Investment and speculation

The line separating investment and speculation, which is never bright and clear, becomes blurred still further when most market participants have recently enjoyed triumphs. Nothing sedates rationality like large doses of effortless money. After a heady experience of that kind, normally sensible people drift into behavior akin of that Cinderella at the ball. They know that overstaying the festivities – that is, continuing to speculate in companies that have gigantic valuations relative to the cash they are likely to generate in the future – will eventually bring on pumpkins and mice. But they nevertheless hate to miss a single minute of what is one helluva party. Therefore, the giddy participants all plan to leave just before midnight. There’s a problem, though : they are dancing in a room in which the clocks have no hands.

Pessimism

The most common cause of low prices is pessimism – some times pervasive, some times specific to a company or industry. We want to do business in such an environment, not because we like pessimism but because we like the prices it produces. It’s optimism that is the enemy of the rational buyer.

Macroeconomics factors

If we find a company we like, the level of the market will not really impact our decisions. We will decide company by company. We spend essentially no time thinking about macroeconomics factors. In other words, if somebody handed us a prediction by the most revered intellectual on the subject, with figures for unemployment or interest rates or whatever it might be for the next two years, we would not pay any attention to it. We simply try to focus on business that we think we understand and where we like the price and management. If we see anything that relates to what’s going to happen in congress, we don’t even read it. We just don’t think it’s helpful to have a view on these matters.

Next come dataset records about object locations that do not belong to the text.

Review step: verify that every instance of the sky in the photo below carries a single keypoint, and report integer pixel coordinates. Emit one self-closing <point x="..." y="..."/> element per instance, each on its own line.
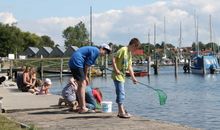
<point x="118" y="21"/>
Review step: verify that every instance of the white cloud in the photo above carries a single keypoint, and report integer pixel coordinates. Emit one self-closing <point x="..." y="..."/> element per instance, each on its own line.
<point x="119" y="26"/>
<point x="7" y="18"/>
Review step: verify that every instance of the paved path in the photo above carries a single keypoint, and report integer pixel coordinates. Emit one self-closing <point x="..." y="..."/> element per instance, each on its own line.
<point x="43" y="112"/>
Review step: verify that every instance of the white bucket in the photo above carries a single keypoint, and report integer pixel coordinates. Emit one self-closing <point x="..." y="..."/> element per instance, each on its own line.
<point x="106" y="106"/>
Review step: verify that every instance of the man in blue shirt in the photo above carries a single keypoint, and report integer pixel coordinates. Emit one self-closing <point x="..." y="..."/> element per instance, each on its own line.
<point x="79" y="63"/>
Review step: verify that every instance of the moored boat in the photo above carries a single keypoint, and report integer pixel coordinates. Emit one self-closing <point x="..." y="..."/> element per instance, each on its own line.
<point x="205" y="64"/>
<point x="138" y="73"/>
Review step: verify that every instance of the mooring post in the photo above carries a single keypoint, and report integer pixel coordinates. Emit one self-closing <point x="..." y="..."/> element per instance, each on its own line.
<point x="61" y="68"/>
<point x="148" y="65"/>
<point x="203" y="65"/>
<point x="11" y="68"/>
<point x="41" y="70"/>
<point x="176" y="65"/>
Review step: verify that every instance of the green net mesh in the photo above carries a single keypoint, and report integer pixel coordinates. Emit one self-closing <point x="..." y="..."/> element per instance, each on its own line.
<point x="162" y="96"/>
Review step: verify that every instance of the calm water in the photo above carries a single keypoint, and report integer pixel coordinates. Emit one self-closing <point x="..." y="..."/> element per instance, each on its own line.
<point x="193" y="100"/>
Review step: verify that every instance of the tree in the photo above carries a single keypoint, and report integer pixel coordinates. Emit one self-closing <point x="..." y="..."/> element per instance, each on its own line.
<point x="10" y="39"/>
<point x="46" y="41"/>
<point x="76" y="36"/>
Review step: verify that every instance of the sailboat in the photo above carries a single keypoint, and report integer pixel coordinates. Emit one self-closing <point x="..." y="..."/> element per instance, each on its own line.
<point x="203" y="64"/>
<point x="165" y="60"/>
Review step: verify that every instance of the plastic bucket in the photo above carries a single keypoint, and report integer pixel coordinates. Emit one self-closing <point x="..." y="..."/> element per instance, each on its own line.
<point x="106" y="106"/>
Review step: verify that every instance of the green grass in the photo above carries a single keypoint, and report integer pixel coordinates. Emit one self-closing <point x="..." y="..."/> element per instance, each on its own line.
<point x="6" y="124"/>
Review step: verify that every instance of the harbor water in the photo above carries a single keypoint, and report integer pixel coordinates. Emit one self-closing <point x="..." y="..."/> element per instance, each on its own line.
<point x="193" y="100"/>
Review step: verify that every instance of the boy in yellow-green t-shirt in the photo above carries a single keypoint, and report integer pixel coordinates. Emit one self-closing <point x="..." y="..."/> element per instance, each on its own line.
<point x="122" y="62"/>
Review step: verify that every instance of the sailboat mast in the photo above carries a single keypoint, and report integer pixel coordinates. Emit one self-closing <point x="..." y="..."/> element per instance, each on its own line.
<point x="154" y="43"/>
<point x="148" y="35"/>
<point x="164" y="48"/>
<point x="196" y="32"/>
<point x="180" y="42"/>
<point x="90" y="39"/>
<point x="210" y="29"/>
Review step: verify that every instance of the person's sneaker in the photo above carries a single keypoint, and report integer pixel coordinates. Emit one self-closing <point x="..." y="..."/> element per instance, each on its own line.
<point x="126" y="112"/>
<point x="75" y="105"/>
<point x="125" y="115"/>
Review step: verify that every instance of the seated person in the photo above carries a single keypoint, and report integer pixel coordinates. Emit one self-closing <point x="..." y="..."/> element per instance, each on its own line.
<point x="27" y="83"/>
<point x="45" y="87"/>
<point x="93" y="98"/>
<point x="35" y="82"/>
<point x="69" y="94"/>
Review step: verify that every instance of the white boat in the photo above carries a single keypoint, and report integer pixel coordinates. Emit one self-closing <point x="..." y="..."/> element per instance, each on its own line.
<point x="205" y="65"/>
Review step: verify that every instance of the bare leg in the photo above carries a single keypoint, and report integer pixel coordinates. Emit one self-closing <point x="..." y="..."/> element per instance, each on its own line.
<point x="81" y="93"/>
<point x="121" y="109"/>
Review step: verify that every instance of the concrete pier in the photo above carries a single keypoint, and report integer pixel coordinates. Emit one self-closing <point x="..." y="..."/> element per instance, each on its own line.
<point x="43" y="112"/>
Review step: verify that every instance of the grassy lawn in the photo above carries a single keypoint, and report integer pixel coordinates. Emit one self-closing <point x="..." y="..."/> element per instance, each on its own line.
<point x="6" y="124"/>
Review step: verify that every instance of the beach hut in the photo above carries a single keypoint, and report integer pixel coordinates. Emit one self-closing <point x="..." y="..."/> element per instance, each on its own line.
<point x="44" y="52"/>
<point x="69" y="51"/>
<point x="30" y="52"/>
<point x="58" y="51"/>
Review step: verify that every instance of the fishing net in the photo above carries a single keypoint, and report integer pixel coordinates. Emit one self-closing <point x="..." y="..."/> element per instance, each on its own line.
<point x="162" y="96"/>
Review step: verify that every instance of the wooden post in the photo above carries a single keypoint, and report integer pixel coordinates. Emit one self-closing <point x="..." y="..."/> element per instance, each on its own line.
<point x="203" y="65"/>
<point x="41" y="70"/>
<point x="11" y="68"/>
<point x="148" y="65"/>
<point x="189" y="63"/>
<point x="61" y="68"/>
<point x="156" y="67"/>
<point x="176" y="65"/>
<point x="102" y="64"/>
<point x="106" y="64"/>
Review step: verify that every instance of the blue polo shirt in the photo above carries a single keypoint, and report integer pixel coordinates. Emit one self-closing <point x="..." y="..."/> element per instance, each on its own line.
<point x="86" y="55"/>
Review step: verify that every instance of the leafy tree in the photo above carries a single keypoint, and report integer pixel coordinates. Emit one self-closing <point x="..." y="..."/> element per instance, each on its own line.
<point x="13" y="40"/>
<point x="76" y="36"/>
<point x="46" y="41"/>
<point x="10" y="39"/>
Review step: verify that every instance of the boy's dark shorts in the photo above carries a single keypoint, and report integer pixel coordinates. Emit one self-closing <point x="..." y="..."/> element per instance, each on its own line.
<point x="78" y="74"/>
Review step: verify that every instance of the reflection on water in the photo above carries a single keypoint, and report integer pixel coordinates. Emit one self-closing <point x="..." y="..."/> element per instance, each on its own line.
<point x="192" y="99"/>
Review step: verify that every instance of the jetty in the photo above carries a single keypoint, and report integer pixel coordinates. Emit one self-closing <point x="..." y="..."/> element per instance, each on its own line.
<point x="43" y="112"/>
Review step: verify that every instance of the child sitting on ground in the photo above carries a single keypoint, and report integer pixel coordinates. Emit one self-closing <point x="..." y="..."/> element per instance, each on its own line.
<point x="69" y="94"/>
<point x="93" y="98"/>
<point x="45" y="87"/>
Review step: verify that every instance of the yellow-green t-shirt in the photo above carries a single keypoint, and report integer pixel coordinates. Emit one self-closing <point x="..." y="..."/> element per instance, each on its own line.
<point x="123" y="59"/>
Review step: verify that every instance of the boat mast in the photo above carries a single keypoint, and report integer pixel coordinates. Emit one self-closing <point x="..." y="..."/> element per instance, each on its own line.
<point x="154" y="43"/>
<point x="164" y="48"/>
<point x="90" y="39"/>
<point x="210" y="29"/>
<point x="148" y="36"/>
<point x="180" y="42"/>
<point x="196" y="32"/>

Short-term market forecasts

We have long felt that the only value of stock forecasters is to make fortune-tellers look good. Even now, Charlie (Munger) and I continue to believe that short-term market forecasts are poison and should be kept locked up in a safe place, away from children and also from grown-up who behave in the market like children.

Price action

For some reason, people take their cues from price action rather than from values. What doesn’t work is when you start doing things that you don’t understand or because they worked last week for somebody else. The dumbest reason in the world to buy a stock is because it’s going up.